White House advisers say the most important thing the president can do for the economy is to continue to advocate for the vaccination of more people. Mr Biden on Thursday called on states to use money from the March stimulus package to pay $ 100 to each newly vaccinated person and said the government would reimburse employers who gave workers time off to get vaccinated. or take others to be vaccinated.

“We have argued from the start that fighting the pandemic and recovering the economy are inextricably linked. This continues to be true, ”said Brian Deese, who heads Mr. Biden’s National Economic Council, in an interview. “But because of the progress we have made in tackling the pandemic and building historic and lasting economic policy supports, we currently have a set of tools to address both of these challenges.”

The Fed is taking an optimistic but wait-and-see approach. Central bankers voted at their July meeting to leave emergency support in place for now. They have not given any specific date by which they could start reducing their aid to the economy, although they are starting to work out a plan to cut aid.

Like their White House counterparts, Fed officials are banking on strong economic data this fall. Jerome H. Powell, chairman of the Fed, said last week that he expected solid progress in the labor market in the months to come, in part because of virus fears and child care issues. ‘children should tone down.

“There have also been very generous unemployment benefits, which are falling. They’ll be fully completed in a few months, ”Powell said at a press conference after the Fed meeting in July. “All of these factors should fade away, and because of it, we should see strong job creation.”

Mr Biden told a CNN forum in Ohio on July 21 that he still saw no evidence that the additional benefits had a “serious impact” on hiring.
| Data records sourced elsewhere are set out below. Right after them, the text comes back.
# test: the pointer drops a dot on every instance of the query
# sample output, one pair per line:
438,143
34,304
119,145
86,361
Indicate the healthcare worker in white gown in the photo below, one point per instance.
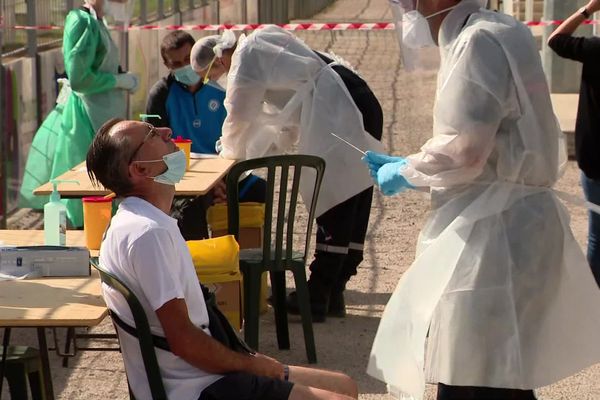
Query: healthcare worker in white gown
498,280
279,93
But even if they had, he said, they would soon be running their course.

“We’re ending all of these things that keep people from going back to work,” he said.

This position involves some risk. While the economy grew faster in the first half of this year than it has in decades, the labor market is still short 6.8 million jobs from its February 2020 level, and while policymakers are optimistic, it’s unclear how quickly these jobs will return. The economy has never reopened after a pandemic before, and no one knows how much unemployment insurance deters workers.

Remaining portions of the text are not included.